Paramos para fotografar um foco ativo, logo ali, a poucos metros, e tomar algumas notas, com o alerta veemente de zona de risco e o pedido de curta permanência.
No caminho poucas são as árvores que sobreviveram ao fogo, há casas e barracos queimados, mas muitos resistiram de forma inexplicável e estão intactos no meio da destruição.
À medida que avançamos algo de diferente, a cada 5, 10 metros, um carro, um camião, uma alfaia agrícola, completamente queimados. Um verdadeiro cenário de catástrofe.
Placas toponímicas quase irreconhecíveis. Não fosse dar-se o caso de conhecer as localidades e não saberia onde estávamos. Chegamos à primeira aldeia e parece que o fogo resolveu dar tréguas à sua porta. Um carro completamente destruído quase se cola às casas intactas. As gentes estão na rua, ainda incrédulas.
Quando abrimos a porta do nosso carro o impacto do calor e, sobretudo, o ar denso e quase irrespirável, e o cheiro, o intenso cheiro a fumo que se entranha pelas narinas e se cola à pele, ao cabelo, à roupa, e que há-de perdurar muito para além do espaço. Colado à memória olfativa.
O olhar perde-se na destruição, instala-se um peso no peito, árvores, carros, histórias de mortes mesmo ao nosso lado, de alguém que ficou ali. Mostram-nos os locais onde alguém foi encontrado, no chão, no carro. O peso das histórias a gravar-se na nossa mente, no nosso coração, para sempre na nossa memória. Os rostos contraídos de quem nos fala, o semblante carregado.
E, no meio de tudo, e apesar de tudo, e, num rasgo de puro egoísmo, um sobressalto no meu coração ao ver um primo e depois outro. Sobreviventes, todos. E algum sentimento de culpa, um porquê o outro e não eu… um porquê outras famílias e não a minha. E a consciência de ter uma família fortemente implantada na região que passou incólume pela catástrofe.
Perdas materiais e animais, não há quem as não tenha. Desvalorizadas, todas, por cruel que possa ser, porque afinal, entre parentes e amigos se perdeu, para sempre, alguém.
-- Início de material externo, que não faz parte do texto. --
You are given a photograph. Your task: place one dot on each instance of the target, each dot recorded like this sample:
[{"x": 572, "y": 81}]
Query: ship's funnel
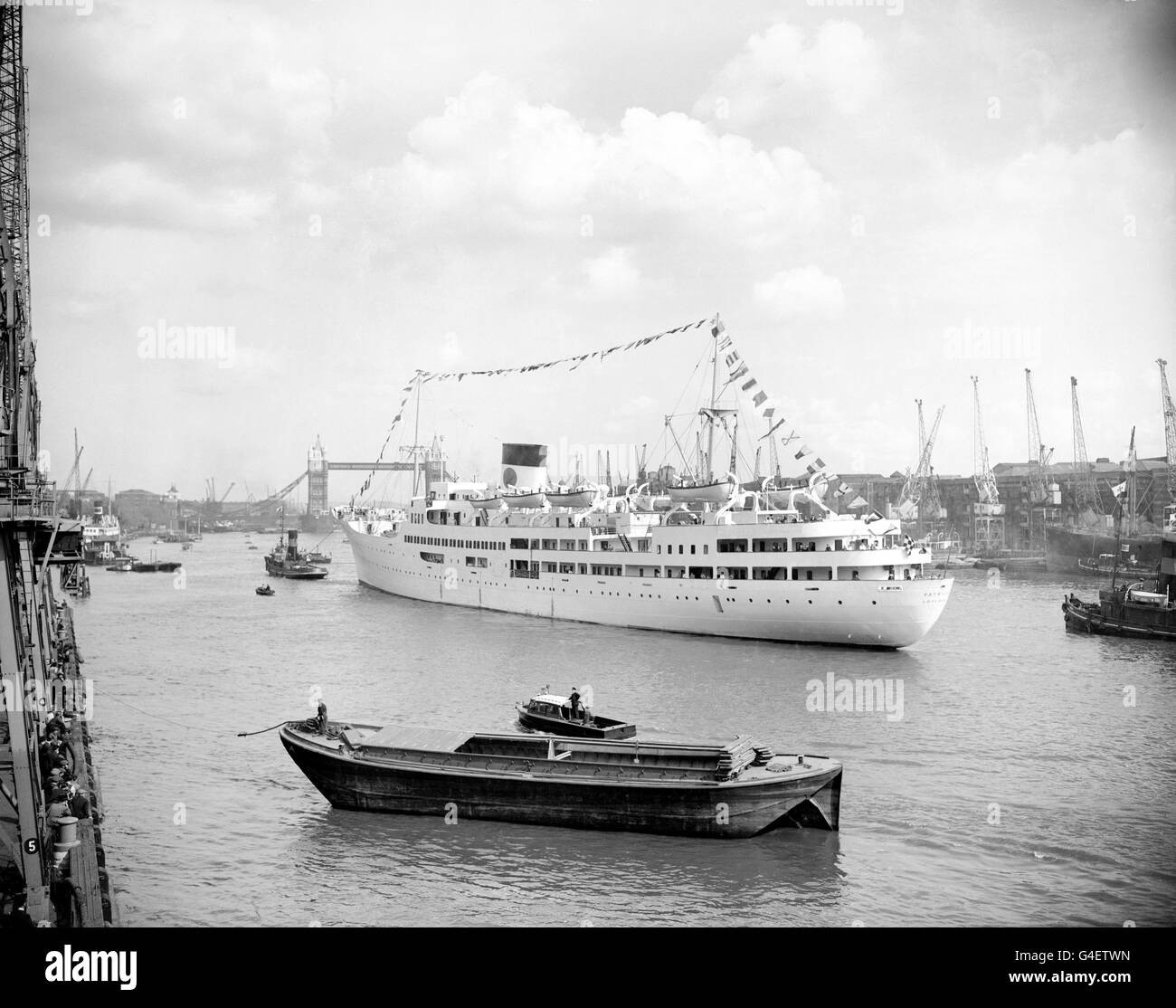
[{"x": 525, "y": 466}]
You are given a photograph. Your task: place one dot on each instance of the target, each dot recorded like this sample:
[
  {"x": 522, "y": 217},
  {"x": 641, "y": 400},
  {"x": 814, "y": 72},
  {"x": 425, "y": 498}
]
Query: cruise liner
[
  {"x": 701, "y": 556},
  {"x": 741, "y": 569}
]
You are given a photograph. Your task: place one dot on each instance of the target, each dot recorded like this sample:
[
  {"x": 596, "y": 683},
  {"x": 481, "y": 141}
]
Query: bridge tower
[{"x": 317, "y": 474}]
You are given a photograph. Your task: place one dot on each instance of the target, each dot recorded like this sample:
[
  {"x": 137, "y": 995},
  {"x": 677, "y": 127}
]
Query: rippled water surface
[{"x": 1028, "y": 781}]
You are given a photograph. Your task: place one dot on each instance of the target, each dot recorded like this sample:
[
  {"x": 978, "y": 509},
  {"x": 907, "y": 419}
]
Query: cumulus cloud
[
  {"x": 806, "y": 290},
  {"x": 495, "y": 163},
  {"x": 612, "y": 273},
  {"x": 783, "y": 71},
  {"x": 1116, "y": 172}
]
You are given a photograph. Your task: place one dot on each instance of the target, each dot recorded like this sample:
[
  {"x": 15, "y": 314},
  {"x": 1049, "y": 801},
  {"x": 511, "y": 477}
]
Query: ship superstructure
[{"x": 741, "y": 569}]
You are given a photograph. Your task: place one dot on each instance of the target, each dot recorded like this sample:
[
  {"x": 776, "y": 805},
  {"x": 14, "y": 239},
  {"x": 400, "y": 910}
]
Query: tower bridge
[{"x": 430, "y": 461}]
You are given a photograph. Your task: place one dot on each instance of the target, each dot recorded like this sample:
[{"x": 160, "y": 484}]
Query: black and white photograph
[{"x": 588, "y": 465}]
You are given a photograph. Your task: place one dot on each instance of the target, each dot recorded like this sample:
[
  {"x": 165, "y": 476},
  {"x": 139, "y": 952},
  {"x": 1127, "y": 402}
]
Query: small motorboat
[{"x": 545, "y": 712}]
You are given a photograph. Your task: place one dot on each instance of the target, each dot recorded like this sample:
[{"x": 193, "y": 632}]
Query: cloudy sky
[{"x": 880, "y": 200}]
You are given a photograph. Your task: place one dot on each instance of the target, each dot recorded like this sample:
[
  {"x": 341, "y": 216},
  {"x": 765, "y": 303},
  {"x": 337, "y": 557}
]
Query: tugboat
[
  {"x": 548, "y": 713},
  {"x": 154, "y": 566},
  {"x": 287, "y": 561},
  {"x": 1139, "y": 609}
]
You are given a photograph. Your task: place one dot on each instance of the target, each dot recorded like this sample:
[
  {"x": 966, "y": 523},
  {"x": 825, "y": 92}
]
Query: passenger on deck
[{"x": 574, "y": 700}]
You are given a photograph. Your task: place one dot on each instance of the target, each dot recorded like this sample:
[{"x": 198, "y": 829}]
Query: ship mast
[
  {"x": 714, "y": 404},
  {"x": 416, "y": 438}
]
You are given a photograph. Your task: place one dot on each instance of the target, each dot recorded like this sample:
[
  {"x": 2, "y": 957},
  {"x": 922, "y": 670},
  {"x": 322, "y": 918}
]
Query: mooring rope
[{"x": 262, "y": 732}]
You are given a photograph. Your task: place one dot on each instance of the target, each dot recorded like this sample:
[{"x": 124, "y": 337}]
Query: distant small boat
[
  {"x": 525, "y": 500},
  {"x": 705, "y": 493},
  {"x": 581, "y": 497},
  {"x": 1128, "y": 566},
  {"x": 548, "y": 713}
]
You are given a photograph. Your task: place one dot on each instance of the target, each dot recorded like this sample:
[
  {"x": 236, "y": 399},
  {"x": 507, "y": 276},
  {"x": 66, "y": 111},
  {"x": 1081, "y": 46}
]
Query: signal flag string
[{"x": 423, "y": 376}]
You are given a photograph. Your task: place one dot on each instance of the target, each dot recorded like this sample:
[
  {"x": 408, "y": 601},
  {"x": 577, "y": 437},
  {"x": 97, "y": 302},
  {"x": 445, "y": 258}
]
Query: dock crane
[
  {"x": 1169, "y": 432},
  {"x": 1038, "y": 454},
  {"x": 1086, "y": 493},
  {"x": 920, "y": 495},
  {"x": 253, "y": 507},
  {"x": 988, "y": 509}
]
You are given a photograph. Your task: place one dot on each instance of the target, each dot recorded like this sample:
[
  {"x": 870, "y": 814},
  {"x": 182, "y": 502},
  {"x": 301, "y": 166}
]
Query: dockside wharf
[{"x": 52, "y": 861}]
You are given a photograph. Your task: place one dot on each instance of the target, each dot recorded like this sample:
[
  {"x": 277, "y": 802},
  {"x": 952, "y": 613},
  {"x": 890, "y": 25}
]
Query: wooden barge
[{"x": 714, "y": 789}]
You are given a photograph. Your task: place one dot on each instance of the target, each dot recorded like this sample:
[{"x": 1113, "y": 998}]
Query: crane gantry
[
  {"x": 988, "y": 536},
  {"x": 920, "y": 495},
  {"x": 1086, "y": 493},
  {"x": 1038, "y": 454}
]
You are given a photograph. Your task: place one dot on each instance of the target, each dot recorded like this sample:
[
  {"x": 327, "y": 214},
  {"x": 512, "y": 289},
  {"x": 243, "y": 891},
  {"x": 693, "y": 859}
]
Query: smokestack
[{"x": 525, "y": 466}]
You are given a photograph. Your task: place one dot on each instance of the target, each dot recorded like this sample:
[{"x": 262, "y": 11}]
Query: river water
[{"x": 1028, "y": 781}]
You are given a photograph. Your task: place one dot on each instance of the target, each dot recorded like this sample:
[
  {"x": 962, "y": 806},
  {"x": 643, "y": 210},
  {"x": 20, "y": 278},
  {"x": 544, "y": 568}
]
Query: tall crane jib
[
  {"x": 1086, "y": 500},
  {"x": 1041, "y": 492},
  {"x": 1169, "y": 435}
]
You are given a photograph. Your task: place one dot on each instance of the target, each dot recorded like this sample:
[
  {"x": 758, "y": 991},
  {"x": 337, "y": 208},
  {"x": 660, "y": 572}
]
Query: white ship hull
[{"x": 869, "y": 613}]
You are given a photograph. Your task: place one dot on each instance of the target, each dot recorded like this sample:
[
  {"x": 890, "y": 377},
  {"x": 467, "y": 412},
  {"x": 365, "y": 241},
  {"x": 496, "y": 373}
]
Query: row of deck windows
[{"x": 454, "y": 544}]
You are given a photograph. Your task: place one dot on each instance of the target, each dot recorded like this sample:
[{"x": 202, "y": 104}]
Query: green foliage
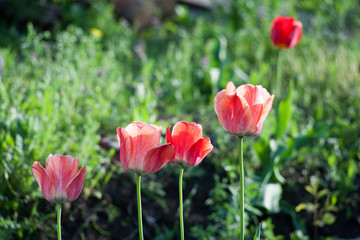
[{"x": 62, "y": 90}]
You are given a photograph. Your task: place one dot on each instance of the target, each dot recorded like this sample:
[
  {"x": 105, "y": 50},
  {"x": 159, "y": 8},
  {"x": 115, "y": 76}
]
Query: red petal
[
  {"x": 184, "y": 135},
  {"x": 198, "y": 151},
  {"x": 74, "y": 188},
  {"x": 254, "y": 97},
  {"x": 125, "y": 147},
  {"x": 157, "y": 157},
  {"x": 168, "y": 135},
  {"x": 233, "y": 112},
  {"x": 265, "y": 112},
  {"x": 43, "y": 180},
  {"x": 143, "y": 137},
  {"x": 61, "y": 169},
  {"x": 285, "y": 32}
]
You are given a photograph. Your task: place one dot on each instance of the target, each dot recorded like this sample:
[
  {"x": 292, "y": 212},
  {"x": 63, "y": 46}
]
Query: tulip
[
  {"x": 189, "y": 145},
  {"x": 60, "y": 180},
  {"x": 242, "y": 111},
  {"x": 140, "y": 153},
  {"x": 286, "y": 32},
  {"x": 190, "y": 149}
]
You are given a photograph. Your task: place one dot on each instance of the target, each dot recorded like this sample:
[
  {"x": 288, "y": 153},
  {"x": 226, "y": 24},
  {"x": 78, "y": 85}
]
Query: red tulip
[
  {"x": 60, "y": 180},
  {"x": 140, "y": 151},
  {"x": 242, "y": 111},
  {"x": 286, "y": 32},
  {"x": 190, "y": 147}
]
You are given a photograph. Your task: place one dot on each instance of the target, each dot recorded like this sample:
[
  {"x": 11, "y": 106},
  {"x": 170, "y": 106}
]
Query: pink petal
[
  {"x": 125, "y": 147},
  {"x": 74, "y": 188},
  {"x": 295, "y": 35},
  {"x": 143, "y": 137},
  {"x": 184, "y": 135},
  {"x": 61, "y": 169},
  {"x": 157, "y": 157},
  {"x": 265, "y": 112},
  {"x": 233, "y": 112},
  {"x": 254, "y": 97},
  {"x": 168, "y": 136},
  {"x": 198, "y": 151},
  {"x": 43, "y": 180}
]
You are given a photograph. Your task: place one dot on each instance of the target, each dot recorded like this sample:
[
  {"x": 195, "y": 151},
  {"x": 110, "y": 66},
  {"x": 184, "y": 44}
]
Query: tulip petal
[
  {"x": 233, "y": 112},
  {"x": 75, "y": 186},
  {"x": 168, "y": 137},
  {"x": 125, "y": 147},
  {"x": 295, "y": 35},
  {"x": 61, "y": 170},
  {"x": 265, "y": 112},
  {"x": 143, "y": 137},
  {"x": 184, "y": 135},
  {"x": 254, "y": 97},
  {"x": 43, "y": 180},
  {"x": 157, "y": 157},
  {"x": 198, "y": 151}
]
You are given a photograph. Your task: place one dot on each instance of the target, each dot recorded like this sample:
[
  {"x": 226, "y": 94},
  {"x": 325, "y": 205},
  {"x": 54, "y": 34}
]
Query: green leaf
[
  {"x": 257, "y": 234},
  {"x": 272, "y": 196},
  {"x": 328, "y": 218},
  {"x": 284, "y": 113},
  {"x": 304, "y": 206}
]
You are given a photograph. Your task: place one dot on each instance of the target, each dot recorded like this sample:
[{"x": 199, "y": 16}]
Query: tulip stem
[
  {"x": 241, "y": 168},
  {"x": 58, "y": 210},
  {"x": 278, "y": 76},
  {"x": 181, "y": 204},
  {"x": 138, "y": 192}
]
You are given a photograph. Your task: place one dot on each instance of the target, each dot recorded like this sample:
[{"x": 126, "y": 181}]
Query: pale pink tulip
[
  {"x": 140, "y": 151},
  {"x": 190, "y": 147},
  {"x": 242, "y": 111},
  {"x": 60, "y": 180}
]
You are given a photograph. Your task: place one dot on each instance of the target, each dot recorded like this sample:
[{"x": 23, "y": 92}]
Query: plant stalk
[
  {"x": 181, "y": 209},
  {"x": 241, "y": 169},
  {"x": 138, "y": 193},
  {"x": 58, "y": 210}
]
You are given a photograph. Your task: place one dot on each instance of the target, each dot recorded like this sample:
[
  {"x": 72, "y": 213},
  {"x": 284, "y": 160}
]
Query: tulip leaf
[
  {"x": 257, "y": 234},
  {"x": 284, "y": 112}
]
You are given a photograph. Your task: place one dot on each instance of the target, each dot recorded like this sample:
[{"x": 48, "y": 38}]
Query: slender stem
[
  {"x": 278, "y": 76},
  {"x": 58, "y": 210},
  {"x": 278, "y": 91},
  {"x": 138, "y": 193},
  {"x": 241, "y": 168},
  {"x": 181, "y": 204}
]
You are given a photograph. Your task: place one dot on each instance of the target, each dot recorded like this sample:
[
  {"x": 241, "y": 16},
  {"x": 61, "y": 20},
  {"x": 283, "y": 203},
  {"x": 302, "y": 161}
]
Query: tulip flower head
[
  {"x": 242, "y": 111},
  {"x": 189, "y": 145},
  {"x": 60, "y": 180},
  {"x": 286, "y": 32},
  {"x": 140, "y": 151}
]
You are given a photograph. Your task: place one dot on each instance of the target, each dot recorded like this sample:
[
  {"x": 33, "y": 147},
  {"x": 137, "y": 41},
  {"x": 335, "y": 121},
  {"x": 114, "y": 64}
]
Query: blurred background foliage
[{"x": 73, "y": 71}]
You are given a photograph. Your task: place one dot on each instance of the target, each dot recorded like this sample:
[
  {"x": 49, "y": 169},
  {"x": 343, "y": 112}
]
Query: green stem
[
  {"x": 181, "y": 204},
  {"x": 278, "y": 77},
  {"x": 138, "y": 192},
  {"x": 58, "y": 210},
  {"x": 241, "y": 168}
]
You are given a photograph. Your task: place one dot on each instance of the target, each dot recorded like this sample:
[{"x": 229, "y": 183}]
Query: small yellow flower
[{"x": 96, "y": 32}]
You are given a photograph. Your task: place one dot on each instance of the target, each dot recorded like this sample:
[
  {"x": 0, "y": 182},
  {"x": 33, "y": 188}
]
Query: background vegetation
[{"x": 67, "y": 86}]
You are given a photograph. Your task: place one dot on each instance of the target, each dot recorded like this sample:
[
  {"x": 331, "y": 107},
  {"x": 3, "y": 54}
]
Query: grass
[{"x": 62, "y": 91}]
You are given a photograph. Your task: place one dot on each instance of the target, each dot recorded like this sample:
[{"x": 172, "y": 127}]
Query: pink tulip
[
  {"x": 190, "y": 147},
  {"x": 140, "y": 151},
  {"x": 286, "y": 32},
  {"x": 242, "y": 111},
  {"x": 60, "y": 180}
]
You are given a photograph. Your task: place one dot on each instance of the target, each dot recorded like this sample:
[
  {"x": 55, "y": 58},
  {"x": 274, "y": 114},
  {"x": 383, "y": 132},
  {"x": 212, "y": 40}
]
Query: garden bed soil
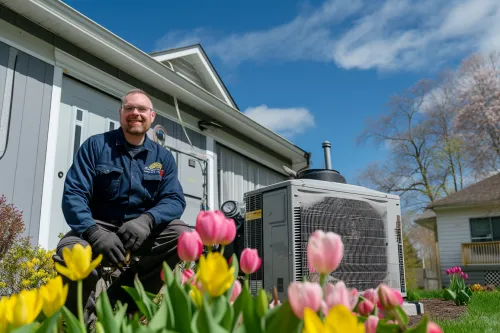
[{"x": 438, "y": 309}]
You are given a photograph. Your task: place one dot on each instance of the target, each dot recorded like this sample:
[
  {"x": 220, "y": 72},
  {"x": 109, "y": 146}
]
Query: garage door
[
  {"x": 86, "y": 111},
  {"x": 238, "y": 174}
]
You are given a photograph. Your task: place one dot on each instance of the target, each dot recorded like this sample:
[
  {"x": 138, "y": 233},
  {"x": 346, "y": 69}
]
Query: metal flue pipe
[{"x": 328, "y": 160}]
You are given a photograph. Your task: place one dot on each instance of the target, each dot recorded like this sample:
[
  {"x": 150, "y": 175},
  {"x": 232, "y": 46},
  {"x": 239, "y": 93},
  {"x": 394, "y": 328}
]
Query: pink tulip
[
  {"x": 325, "y": 251},
  {"x": 365, "y": 307},
  {"x": 371, "y": 324},
  {"x": 302, "y": 295},
  {"x": 189, "y": 246},
  {"x": 186, "y": 275},
  {"x": 250, "y": 261},
  {"x": 433, "y": 328},
  {"x": 211, "y": 226},
  {"x": 371, "y": 295},
  {"x": 236, "y": 291},
  {"x": 338, "y": 294},
  {"x": 389, "y": 298},
  {"x": 229, "y": 233}
]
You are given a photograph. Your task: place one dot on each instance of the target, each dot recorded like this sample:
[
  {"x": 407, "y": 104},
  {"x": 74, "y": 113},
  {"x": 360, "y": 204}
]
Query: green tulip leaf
[
  {"x": 282, "y": 319},
  {"x": 105, "y": 314},
  {"x": 182, "y": 312},
  {"x": 420, "y": 328},
  {"x": 48, "y": 324},
  {"x": 72, "y": 323}
]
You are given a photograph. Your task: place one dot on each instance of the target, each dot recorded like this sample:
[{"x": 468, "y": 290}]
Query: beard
[{"x": 136, "y": 126}]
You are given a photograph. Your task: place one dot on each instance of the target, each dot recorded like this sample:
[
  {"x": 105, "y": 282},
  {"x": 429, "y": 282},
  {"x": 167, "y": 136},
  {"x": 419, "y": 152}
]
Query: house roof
[
  {"x": 486, "y": 191},
  {"x": 78, "y": 29},
  {"x": 197, "y": 57}
]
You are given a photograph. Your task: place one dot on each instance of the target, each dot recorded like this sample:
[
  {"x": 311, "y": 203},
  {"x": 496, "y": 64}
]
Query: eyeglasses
[{"x": 140, "y": 108}]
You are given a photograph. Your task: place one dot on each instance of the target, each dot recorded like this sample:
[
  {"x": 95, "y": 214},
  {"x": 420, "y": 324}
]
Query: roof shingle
[{"x": 486, "y": 191}]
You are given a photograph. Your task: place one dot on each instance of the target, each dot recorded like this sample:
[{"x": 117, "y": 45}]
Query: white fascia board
[
  {"x": 117, "y": 88},
  {"x": 71, "y": 25},
  {"x": 196, "y": 50}
]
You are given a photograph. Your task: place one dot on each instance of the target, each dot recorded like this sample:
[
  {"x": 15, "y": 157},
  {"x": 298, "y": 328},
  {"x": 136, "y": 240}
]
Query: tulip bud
[
  {"x": 235, "y": 292},
  {"x": 371, "y": 324},
  {"x": 303, "y": 295},
  {"x": 189, "y": 246},
  {"x": 250, "y": 261},
  {"x": 229, "y": 233},
  {"x": 325, "y": 251},
  {"x": 365, "y": 308},
  {"x": 371, "y": 295},
  {"x": 262, "y": 303},
  {"x": 211, "y": 226},
  {"x": 187, "y": 274},
  {"x": 433, "y": 328},
  {"x": 388, "y": 298}
]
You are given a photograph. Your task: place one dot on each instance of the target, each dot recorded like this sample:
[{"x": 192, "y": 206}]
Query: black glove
[
  {"x": 134, "y": 232},
  {"x": 106, "y": 243}
]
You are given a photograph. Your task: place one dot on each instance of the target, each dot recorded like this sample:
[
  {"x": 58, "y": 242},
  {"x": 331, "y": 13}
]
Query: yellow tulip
[
  {"x": 78, "y": 262},
  {"x": 54, "y": 295},
  {"x": 196, "y": 296},
  {"x": 339, "y": 320},
  {"x": 214, "y": 273},
  {"x": 23, "y": 308}
]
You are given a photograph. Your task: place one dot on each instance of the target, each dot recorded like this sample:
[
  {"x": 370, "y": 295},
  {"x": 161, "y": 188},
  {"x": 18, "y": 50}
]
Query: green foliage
[
  {"x": 24, "y": 267},
  {"x": 457, "y": 291}
]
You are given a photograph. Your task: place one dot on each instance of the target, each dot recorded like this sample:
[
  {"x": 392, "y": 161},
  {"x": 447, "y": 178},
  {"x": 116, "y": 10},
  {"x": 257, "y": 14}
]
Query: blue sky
[{"x": 327, "y": 65}]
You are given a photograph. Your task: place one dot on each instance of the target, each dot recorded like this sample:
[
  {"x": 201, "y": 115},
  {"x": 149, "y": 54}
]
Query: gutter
[{"x": 63, "y": 20}]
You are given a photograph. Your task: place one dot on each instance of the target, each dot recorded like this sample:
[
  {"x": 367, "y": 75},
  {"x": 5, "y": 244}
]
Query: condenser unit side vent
[
  {"x": 300, "y": 247},
  {"x": 254, "y": 239}
]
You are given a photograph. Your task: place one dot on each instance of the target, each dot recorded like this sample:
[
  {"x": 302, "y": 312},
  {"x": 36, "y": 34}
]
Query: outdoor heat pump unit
[{"x": 281, "y": 217}]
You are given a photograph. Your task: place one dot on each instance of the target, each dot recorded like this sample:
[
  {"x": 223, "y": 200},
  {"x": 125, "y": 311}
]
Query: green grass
[
  {"x": 416, "y": 295},
  {"x": 482, "y": 315}
]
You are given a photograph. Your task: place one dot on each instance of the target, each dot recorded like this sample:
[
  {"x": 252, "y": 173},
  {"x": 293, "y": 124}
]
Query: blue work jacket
[{"x": 105, "y": 183}]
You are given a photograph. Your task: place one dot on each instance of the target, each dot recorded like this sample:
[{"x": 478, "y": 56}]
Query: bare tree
[
  {"x": 407, "y": 133},
  {"x": 478, "y": 116}
]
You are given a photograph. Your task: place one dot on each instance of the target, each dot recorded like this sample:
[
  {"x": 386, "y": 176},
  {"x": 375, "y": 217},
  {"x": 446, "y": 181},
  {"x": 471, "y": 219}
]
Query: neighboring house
[
  {"x": 467, "y": 229},
  {"x": 61, "y": 80}
]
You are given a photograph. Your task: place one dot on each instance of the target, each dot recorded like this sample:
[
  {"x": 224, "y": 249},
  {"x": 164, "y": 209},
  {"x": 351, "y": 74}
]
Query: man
[{"x": 122, "y": 194}]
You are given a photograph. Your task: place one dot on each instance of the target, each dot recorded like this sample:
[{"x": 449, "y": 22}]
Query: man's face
[{"x": 136, "y": 114}]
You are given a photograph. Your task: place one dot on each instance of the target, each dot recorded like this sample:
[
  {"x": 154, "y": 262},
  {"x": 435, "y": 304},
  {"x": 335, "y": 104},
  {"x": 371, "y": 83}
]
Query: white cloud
[
  {"x": 287, "y": 122},
  {"x": 386, "y": 35}
]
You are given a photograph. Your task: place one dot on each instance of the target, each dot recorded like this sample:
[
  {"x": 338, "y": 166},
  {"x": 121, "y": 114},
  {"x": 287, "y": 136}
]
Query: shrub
[
  {"x": 457, "y": 291},
  {"x": 11, "y": 225},
  {"x": 25, "y": 267}
]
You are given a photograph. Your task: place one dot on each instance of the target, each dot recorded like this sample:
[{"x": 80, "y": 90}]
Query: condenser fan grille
[{"x": 363, "y": 231}]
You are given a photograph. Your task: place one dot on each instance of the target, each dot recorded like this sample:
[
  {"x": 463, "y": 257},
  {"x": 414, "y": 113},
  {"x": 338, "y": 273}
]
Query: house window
[{"x": 485, "y": 229}]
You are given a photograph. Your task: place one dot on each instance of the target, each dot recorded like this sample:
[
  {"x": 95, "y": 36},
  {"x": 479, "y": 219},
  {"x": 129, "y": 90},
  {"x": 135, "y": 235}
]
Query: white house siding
[{"x": 454, "y": 229}]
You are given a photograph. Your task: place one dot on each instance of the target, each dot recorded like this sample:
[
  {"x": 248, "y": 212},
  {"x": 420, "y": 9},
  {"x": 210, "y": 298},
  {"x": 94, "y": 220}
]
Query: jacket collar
[{"x": 120, "y": 140}]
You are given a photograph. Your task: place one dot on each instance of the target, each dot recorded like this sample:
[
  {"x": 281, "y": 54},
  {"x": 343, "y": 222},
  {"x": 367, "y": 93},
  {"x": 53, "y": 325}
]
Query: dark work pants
[{"x": 159, "y": 247}]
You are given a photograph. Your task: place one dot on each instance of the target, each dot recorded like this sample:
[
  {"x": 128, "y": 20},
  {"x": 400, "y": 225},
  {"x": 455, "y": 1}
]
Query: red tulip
[
  {"x": 325, "y": 251},
  {"x": 302, "y": 295},
  {"x": 189, "y": 246},
  {"x": 250, "y": 261},
  {"x": 371, "y": 324}
]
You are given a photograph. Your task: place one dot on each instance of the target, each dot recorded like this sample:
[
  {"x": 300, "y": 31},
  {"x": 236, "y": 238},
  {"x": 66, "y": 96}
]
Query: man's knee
[{"x": 68, "y": 241}]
Seguimos rumo aos sobreviventes, são essas as histórias que queremos ouvir. Gente resiliente que se há-de reerguer como fénix. É essa a grande diferença que sinto e vivencio ao acompanhar jornalistas de outras latitudes.
Prosseguimos por entre o ambiente espesso que nos rodeia com alma de jornalista, em busca do facto, recalcando as emoções. É por isso e para isso que lá estamos. É essa a frieza que nos é exigida. O distanciamento possível. Entre árvores queimadas, carros, casas, no verdadeiro inferno.
No caminho muitos rostos se cruzam com os nossos já sem curiosidade perante estranhos, afinal são, neste momento, mais os forasteiros jornalistas que os habitantes, numa proporção nunca vista. O atropelo entre pares, a visão necrófila, a devassa, é algo que não move a equipa em que me integro. Agradeço.
Já vivi esta história neste local e mais a sul, não com esta gravidade, única, espero irrepetível, mas já estive frente a frente com o fogo mais de uma vez, num medir de forças desigual, e também eu fugi, exatamente do mesmo modo que os que desta vez foram por ele cercados. Porquê eles e não eu será sempre algo para que não terei resposta.
O meu agradecimento vai inteiro para o Dagen Nyheter porque o “bicho” jornalista é imortal, porque ir à terra onde está o meu cordão umbilical neste momento era vital, porque saber/ver dos ‘meus’ era essencial.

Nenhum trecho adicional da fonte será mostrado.